I was vastly unprepared for a lot of things, but most of all for the absolute starvation. It’s like I’m in withdrawal going without something I never had in the first place, as per my own fucking rules.

I’m willing to shut up about the Mustang and its decided lack of safety, at least for now. I’ve trusted the club this far, and to keep harping on it will only make me sound ungrateful, which I’m definitely not.

I sink down into my desk chair, while Bullet remains standing. The soft music acts like a discordant backdrop for the images stampeding through my brain. What would it be like to fuck to classical?

“Tell me something about Ancient Rome,” I blurt.

If he’s going to be in this office, I need a distraction from the distraction in my brain.

My laptop is open from earlier. I’d started to make some notes while Bullet cleaned up the breakfast he made. Which was fabulous. Doesn’t food always taste better when you don’t have to make it yourself?

I was jotting down notes for Bullet’s upcoming court date, but unlike every other case I’ve worked, my thoughts refused to align themselves into anything orderly.
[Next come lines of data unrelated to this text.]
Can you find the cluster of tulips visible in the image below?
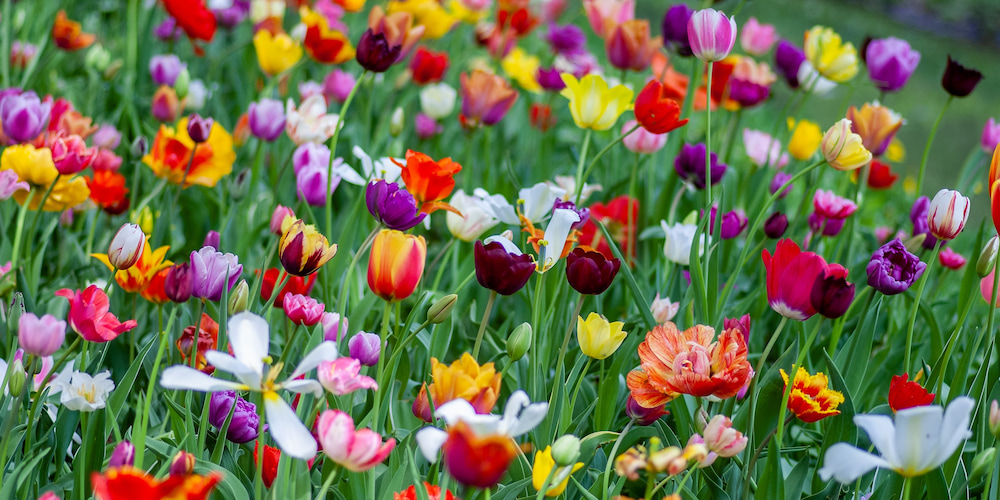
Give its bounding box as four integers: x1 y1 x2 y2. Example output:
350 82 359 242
0 0 1000 500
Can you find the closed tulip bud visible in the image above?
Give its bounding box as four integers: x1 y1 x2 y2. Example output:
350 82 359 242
507 323 532 362
427 294 458 325
976 234 1000 278
552 434 580 467
228 280 250 316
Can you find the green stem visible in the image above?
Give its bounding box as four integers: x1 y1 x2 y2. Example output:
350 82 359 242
917 95 955 196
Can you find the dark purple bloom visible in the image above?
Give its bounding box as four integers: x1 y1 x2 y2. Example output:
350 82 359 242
473 236 535 295
768 170 792 198
674 143 726 189
365 179 427 231
566 247 622 295
941 56 983 97
208 391 267 443
663 3 694 57
357 28 403 73
865 238 927 295
0 89 52 144
764 212 788 240
545 23 587 55
774 40 806 89
862 37 920 92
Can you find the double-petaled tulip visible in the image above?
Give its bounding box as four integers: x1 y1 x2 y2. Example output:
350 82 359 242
626 321 752 408
822 118 872 171
278 219 337 276
566 248 622 295
459 69 518 127
368 229 427 302
626 80 688 135
927 189 969 241
864 37 920 92
688 9 736 62
941 56 983 97
761 239 847 321
560 73 632 131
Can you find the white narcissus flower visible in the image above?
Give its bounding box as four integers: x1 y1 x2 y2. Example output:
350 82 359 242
819 396 976 484
59 370 115 412
285 95 340 145
416 390 549 463
445 189 500 242
160 312 337 460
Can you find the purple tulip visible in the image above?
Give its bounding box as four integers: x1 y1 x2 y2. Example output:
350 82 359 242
247 98 286 142
208 391 267 443
774 40 806 89
149 54 187 87
663 3 694 57
365 179 427 231
0 89 52 144
865 37 920 92
347 332 382 366
191 247 243 302
674 143 727 189
865 238 927 295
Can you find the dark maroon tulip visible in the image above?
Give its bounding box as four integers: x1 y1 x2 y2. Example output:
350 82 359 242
357 28 403 73
473 241 535 295
941 56 983 97
809 266 854 319
566 248 622 295
188 113 214 143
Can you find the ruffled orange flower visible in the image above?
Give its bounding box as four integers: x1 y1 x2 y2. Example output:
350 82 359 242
301 7 354 64
90 466 222 500
781 366 844 424
626 321 751 408
413 353 500 422
142 117 236 188
90 239 174 292
52 10 97 52
392 149 462 214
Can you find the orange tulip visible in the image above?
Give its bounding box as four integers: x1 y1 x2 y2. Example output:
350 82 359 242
392 149 462 213
368 229 427 302
52 10 97 52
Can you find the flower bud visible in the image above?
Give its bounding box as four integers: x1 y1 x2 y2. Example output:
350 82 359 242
427 294 458 325
228 280 250 316
507 323 531 362
552 434 580 467
976 234 1000 278
108 441 135 469
108 224 146 270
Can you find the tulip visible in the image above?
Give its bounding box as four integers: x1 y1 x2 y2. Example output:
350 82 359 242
927 189 969 241
865 37 920 92
560 73 632 131
208 390 267 444
941 56 983 97
576 313 628 359
688 9 736 62
278 219 337 276
247 98 285 142
108 224 146 270
347 332 382 366
865 238 927 295
368 229 427 302
822 118 872 171
17 313 66 358
316 410 396 472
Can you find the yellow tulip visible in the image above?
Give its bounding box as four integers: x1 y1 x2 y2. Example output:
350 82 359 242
576 313 627 359
531 446 583 497
561 73 632 130
805 26 858 83
253 30 302 76
788 118 823 160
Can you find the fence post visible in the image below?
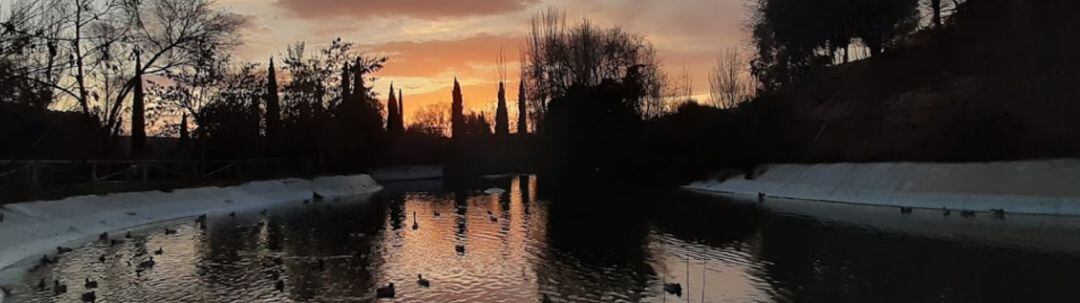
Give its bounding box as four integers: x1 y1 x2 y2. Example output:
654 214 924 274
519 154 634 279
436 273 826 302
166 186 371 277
30 161 38 190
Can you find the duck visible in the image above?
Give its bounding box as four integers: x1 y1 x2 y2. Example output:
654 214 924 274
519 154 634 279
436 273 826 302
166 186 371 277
81 291 97 303
375 283 397 299
416 274 431 288
664 283 683 297
273 279 285 291
53 280 67 294
990 208 1005 219
138 257 157 268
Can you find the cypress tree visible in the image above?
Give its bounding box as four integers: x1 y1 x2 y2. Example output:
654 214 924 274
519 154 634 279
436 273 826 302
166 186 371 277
397 88 405 132
517 79 529 135
450 78 465 139
341 63 352 105
387 82 397 134
180 112 190 143
266 57 281 151
131 50 146 156
495 81 510 136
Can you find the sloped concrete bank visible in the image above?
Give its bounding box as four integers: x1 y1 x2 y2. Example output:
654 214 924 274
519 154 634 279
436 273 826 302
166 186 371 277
0 175 382 272
685 160 1080 216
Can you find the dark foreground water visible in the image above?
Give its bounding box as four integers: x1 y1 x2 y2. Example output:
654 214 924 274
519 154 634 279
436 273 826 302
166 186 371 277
4 176 1080 303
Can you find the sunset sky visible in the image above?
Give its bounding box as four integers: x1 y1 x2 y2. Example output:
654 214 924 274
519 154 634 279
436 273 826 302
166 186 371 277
218 0 747 121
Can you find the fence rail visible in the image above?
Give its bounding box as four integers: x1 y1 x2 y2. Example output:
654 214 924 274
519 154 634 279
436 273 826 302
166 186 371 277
0 159 284 195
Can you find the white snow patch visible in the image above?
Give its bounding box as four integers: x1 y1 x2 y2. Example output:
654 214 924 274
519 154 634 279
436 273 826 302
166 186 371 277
0 175 382 268
685 160 1080 216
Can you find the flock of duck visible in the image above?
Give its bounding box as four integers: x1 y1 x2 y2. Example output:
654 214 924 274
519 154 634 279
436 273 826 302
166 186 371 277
19 189 683 303
757 192 1005 219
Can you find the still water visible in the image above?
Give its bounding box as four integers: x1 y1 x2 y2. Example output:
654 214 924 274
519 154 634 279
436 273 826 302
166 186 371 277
4 176 1080 302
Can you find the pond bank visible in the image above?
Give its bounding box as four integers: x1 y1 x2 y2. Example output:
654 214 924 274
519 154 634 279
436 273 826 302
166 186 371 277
370 165 443 182
0 175 382 272
684 160 1080 216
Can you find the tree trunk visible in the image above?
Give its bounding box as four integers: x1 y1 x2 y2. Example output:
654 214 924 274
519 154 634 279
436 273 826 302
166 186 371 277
132 51 146 157
930 0 942 28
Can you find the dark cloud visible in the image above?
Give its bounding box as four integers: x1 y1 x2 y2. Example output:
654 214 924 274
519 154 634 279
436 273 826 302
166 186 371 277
278 0 539 19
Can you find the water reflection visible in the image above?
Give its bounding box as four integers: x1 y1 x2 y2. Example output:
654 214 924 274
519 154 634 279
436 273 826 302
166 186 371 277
5 176 1080 302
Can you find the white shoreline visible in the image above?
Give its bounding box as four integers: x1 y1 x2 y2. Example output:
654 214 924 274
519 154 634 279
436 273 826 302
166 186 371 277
684 160 1080 216
0 175 382 276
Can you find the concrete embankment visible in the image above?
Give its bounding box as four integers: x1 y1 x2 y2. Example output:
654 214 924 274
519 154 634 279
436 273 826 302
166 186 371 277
0 175 382 268
685 160 1080 216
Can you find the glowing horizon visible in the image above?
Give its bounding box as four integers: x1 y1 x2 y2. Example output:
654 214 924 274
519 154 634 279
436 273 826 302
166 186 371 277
218 0 748 123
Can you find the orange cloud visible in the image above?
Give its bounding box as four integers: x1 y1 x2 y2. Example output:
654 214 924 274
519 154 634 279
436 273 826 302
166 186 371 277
369 35 524 77
276 0 538 19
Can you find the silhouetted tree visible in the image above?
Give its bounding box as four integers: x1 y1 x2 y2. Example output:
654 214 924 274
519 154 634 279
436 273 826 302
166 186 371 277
180 112 191 143
752 0 919 91
266 57 281 152
408 99 450 137
524 10 663 121
495 82 510 136
131 49 146 157
708 47 754 109
450 78 465 139
517 78 529 135
397 88 405 129
387 82 399 135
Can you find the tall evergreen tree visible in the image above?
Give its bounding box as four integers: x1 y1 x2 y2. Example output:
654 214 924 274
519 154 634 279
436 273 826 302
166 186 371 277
517 77 529 135
131 50 146 156
180 112 191 142
387 82 397 134
341 63 352 105
266 57 281 151
450 78 465 139
397 88 405 133
495 81 510 136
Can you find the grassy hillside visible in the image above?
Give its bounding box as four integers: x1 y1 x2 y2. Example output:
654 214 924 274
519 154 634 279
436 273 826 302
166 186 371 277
758 0 1080 162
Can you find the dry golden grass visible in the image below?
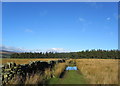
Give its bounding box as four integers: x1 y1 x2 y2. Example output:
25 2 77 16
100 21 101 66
25 73 43 84
54 63 66 77
76 59 118 84
2 58 61 64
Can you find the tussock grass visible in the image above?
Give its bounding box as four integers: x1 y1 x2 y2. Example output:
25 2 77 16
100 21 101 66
2 58 58 64
76 59 118 84
54 63 66 77
25 73 43 84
I couldn’t untangle them anymore than I could sort out the complicated sensations tearing my body apart.

“Wait!” My cry causes Bullet to startle in his chair.

He leaps up, yanking a gun from beneath his t-shirt.
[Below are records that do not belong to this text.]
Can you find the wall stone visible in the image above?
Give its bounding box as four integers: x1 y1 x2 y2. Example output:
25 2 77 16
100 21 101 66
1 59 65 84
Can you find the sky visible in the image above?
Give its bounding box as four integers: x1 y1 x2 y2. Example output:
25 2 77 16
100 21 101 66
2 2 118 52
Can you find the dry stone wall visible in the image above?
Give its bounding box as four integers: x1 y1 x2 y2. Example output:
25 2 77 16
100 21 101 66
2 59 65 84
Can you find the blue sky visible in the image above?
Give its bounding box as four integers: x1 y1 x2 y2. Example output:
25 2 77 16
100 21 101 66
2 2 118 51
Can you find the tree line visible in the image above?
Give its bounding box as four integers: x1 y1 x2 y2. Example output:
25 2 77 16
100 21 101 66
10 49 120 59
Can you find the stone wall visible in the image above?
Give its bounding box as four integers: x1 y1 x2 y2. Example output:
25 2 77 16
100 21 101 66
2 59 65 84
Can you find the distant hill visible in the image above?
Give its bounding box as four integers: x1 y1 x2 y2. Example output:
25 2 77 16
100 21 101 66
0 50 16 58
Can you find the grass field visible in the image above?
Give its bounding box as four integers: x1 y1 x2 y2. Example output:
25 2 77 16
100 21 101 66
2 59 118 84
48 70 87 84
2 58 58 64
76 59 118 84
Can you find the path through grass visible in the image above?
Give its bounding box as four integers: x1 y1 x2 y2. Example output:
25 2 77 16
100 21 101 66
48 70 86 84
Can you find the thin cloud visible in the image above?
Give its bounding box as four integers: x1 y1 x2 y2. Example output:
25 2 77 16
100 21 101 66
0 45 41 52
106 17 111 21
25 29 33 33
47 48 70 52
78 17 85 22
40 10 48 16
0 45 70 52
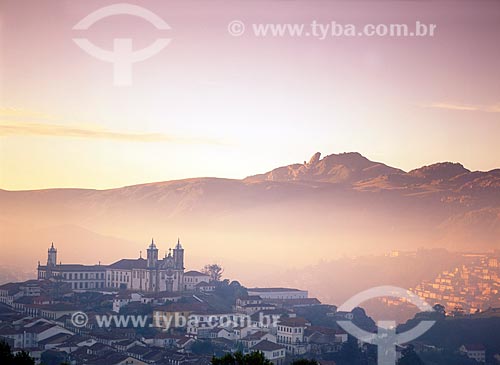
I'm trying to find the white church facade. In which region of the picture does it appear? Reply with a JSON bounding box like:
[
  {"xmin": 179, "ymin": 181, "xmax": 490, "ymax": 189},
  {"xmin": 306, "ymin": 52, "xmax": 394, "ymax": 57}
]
[{"xmin": 38, "ymin": 240, "xmax": 210, "ymax": 292}]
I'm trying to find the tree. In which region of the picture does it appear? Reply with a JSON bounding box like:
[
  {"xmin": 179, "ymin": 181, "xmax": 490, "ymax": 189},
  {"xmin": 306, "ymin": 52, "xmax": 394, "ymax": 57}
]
[
  {"xmin": 201, "ymin": 264, "xmax": 224, "ymax": 281},
  {"xmin": 0, "ymin": 341, "xmax": 35, "ymax": 365},
  {"xmin": 211, "ymin": 351, "xmax": 273, "ymax": 365}
]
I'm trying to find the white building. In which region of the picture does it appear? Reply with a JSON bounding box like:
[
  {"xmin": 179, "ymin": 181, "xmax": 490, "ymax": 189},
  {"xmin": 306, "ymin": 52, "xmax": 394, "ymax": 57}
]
[
  {"xmin": 276, "ymin": 317, "xmax": 309, "ymax": 355},
  {"xmin": 250, "ymin": 340, "xmax": 286, "ymax": 365}
]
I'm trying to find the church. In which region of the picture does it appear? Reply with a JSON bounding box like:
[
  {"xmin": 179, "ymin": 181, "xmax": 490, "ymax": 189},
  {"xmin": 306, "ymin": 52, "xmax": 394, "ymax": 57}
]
[{"xmin": 38, "ymin": 239, "xmax": 210, "ymax": 292}]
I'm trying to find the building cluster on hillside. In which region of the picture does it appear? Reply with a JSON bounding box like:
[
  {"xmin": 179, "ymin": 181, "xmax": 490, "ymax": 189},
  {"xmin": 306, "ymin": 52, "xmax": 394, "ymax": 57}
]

“Oh my god! No! I—sorry. Please! Sit down!” I make a lowering motion with my hands. “Concealed carry is illegal here, need I remind you?”

“That gun Tyrant gave you is shit. You should have something small you can strap on your thigh, under your skirt, or a holster under your blazer.”
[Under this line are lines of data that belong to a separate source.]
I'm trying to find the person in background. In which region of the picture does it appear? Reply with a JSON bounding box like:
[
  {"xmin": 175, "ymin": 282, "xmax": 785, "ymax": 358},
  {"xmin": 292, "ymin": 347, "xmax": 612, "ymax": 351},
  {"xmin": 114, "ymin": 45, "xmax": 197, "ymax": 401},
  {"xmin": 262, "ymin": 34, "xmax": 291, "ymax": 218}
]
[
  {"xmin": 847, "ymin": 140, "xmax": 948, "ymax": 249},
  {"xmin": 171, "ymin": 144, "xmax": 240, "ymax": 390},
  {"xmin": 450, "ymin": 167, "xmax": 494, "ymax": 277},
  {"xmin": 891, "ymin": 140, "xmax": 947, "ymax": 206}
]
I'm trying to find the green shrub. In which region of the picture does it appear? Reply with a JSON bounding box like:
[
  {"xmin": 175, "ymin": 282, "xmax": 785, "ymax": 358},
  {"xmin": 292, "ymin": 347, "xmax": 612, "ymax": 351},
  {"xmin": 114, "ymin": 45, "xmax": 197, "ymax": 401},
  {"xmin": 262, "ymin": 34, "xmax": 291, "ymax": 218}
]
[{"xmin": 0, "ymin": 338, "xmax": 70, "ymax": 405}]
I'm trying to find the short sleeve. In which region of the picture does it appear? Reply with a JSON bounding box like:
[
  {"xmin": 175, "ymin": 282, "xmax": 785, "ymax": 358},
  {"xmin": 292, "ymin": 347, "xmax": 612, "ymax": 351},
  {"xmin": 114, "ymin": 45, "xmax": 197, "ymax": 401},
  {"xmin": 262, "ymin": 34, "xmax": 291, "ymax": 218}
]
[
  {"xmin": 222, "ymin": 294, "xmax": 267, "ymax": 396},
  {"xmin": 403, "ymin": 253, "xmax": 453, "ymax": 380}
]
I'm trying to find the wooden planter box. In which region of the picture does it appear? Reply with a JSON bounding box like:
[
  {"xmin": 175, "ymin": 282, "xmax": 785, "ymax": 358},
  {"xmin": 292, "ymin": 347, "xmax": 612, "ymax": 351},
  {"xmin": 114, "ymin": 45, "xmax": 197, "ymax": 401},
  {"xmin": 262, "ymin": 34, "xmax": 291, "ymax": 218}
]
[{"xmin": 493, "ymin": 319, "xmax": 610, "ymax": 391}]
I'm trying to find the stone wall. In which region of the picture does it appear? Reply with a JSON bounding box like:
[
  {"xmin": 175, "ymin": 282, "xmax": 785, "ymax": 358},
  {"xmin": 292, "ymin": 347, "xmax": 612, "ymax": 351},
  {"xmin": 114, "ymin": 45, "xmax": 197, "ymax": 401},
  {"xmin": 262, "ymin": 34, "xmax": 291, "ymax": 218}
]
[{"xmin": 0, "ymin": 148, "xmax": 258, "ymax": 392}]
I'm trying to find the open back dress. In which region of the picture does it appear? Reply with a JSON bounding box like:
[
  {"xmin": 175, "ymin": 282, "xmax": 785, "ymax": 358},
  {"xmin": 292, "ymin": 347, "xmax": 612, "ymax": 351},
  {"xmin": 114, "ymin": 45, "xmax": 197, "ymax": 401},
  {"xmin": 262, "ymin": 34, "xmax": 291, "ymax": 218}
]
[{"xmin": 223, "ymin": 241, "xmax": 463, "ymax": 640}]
“Uh, that’s a hard pass.” I breathe slowly through my nose. “No one’s attacking the house. I didn’t mean to jump scare you. I realize how dangerous that is now.”

He tucks the gun back into his waistband. “Not dangerous to you or Willa. Ever. I know my way around a gun, and I hadn’t even taken the safety off. I’ve never shot someone by mistake before.”

Before.

I don’t want to think about that. What I do want to try to focus on is the jumbled-up information edging to the front of my brain, staying frustratingly out of reach.

“Give me some good Julius Caesar lines.”

“I’m more familiar with Mark Antony, actually.” He seems to shift uncomfortably when he says it. I don’t know what he’s thinking about, but I want to. Probably more than I should. “How about Antony from Shakespeare? I’m not good with quotes off the top of my head. I’d have to look it up.”

“Okay.”

He gets out his phone and a few seconds later, he reads one to me. “Cowards die many times before their deaths, the valiant never taste of death but once.”

“Hmm. I like that. Read me another?”

“O mighty Caesar! Dost thou lie so low? Are all thy conquests, glories, triumphs, spoils, shrunk to this little measure? Fare thee well.”

I know what I just said about startling him, but my open palm smacks the desk loudly. At least this time, his hand just jerks and his phone dips. “Yes! Yes, that’s it!”

Bullet’s mystified. He has no idea that the elusive ordering in my head is starting to line up together, like stacking shipping containers with loud metallic bangs in a yard.

“Describe Donny to me. From what I’ve heard he’s spoiled, impetuous, entitled… he has the world’s most massive ego.”

“That’s about right.” There’s an edge to his voice, the planets aligning for him the same way they are for me.

“So, if you had this huge ego, would you go crying to your daddy that you got your face busted in? Would you allow yourself to be humiliated so easily in the end?”

“Keep going. I’ve read enough true crime to know where this is heading, but I want to hear your thoughts.”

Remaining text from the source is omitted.